In-Situ Characterization of Microfluidic Redox Battery with Dual-Pass Architecture
The cell is fabricated using soft lithography techniques in polydimethylsiloxane (PDMS) using an SU-8 master and then bonded to a glass substrate. Porous carbon paper is cut into rectangular strips and placed as the electrodes for the device. Details about the vanadium redox electrolytes preparation and the device fabrication are described elsewhere .
Each cell portion is tested individually with vanadium redox species delivered at low and high flow rates and the results are used to quantify the species crossover losses, which result in a mixed potential and thus causes a drop in open circuit potential and overall performance. The crossover losses at the downstream portion are reduced from 41 mV at 10 μL/min to 13 mV at 100 μL/min. The upstream cell portion demonstrates maximum power density of 744 mW/cm2 at a high current density around 1000 mA/cm2. This compares favorably to all previously reported conventional counterparts.

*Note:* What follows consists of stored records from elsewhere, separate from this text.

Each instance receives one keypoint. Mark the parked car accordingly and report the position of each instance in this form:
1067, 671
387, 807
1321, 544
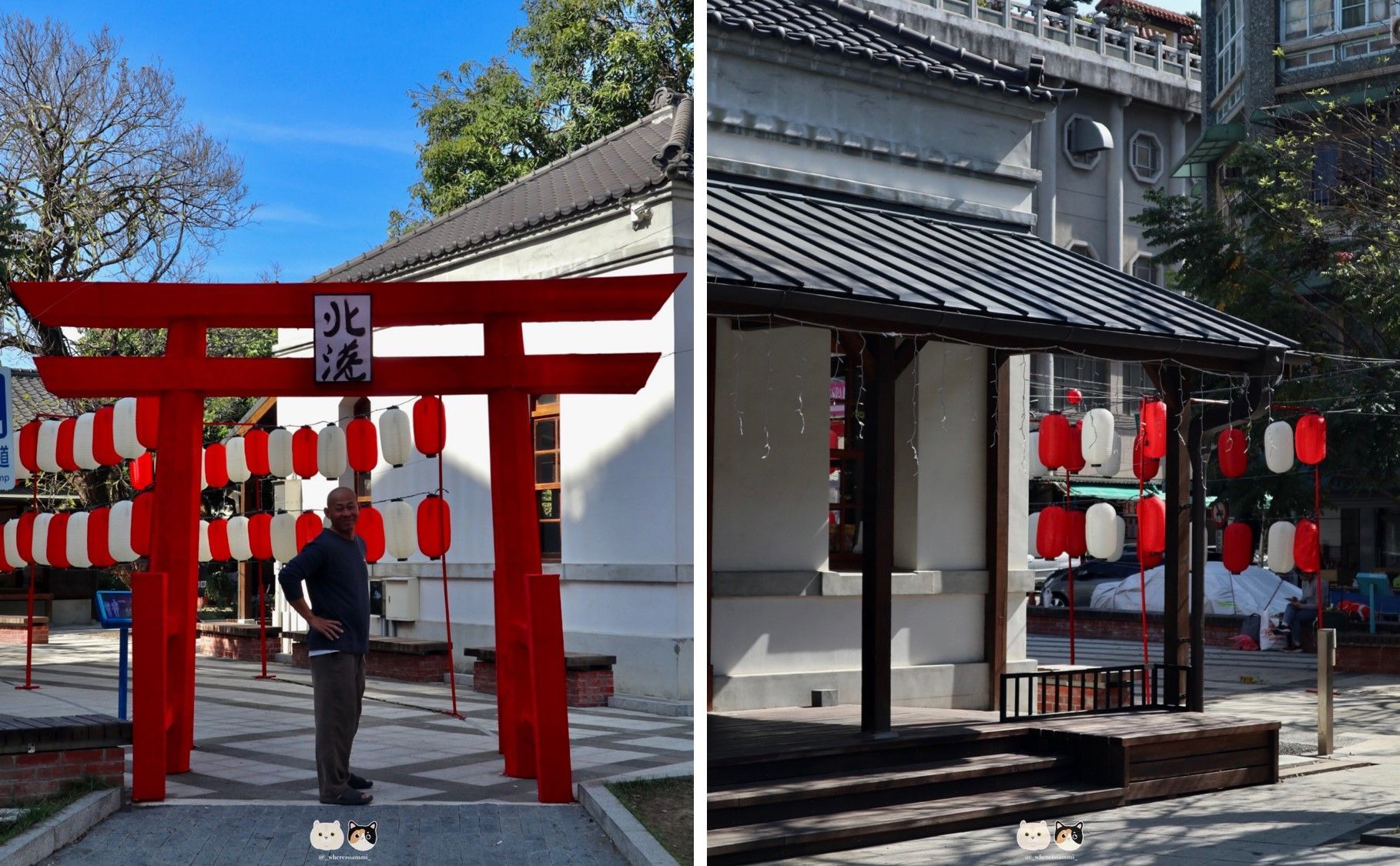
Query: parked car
1088, 575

Moreover, the two cell portions are connected in parallel to resemble the original cell with dual-pass architecture  which allows assessing the contribution of the inlet and outlet passes of the dual-pass architecture in-situ. The fuel utilization is estimated from the current outputs of the two portions at low and high flow rates, and the contribution of the downstream cell portion is found to be on the same order as that of the upstream portion. Overall, the results of this study are expected to provide a deeper understanding of the reactant conversion and reactant crossover phenomena in co-laminar flow cells which will be useful for future device optimization.
Funding for this research provided by the Natural Sciences and Engineering Research Council of Canada (NSERC), Canada Foundation for Innovation (CFI), and British Columbia Knowledge Development Fund is highly appreciated.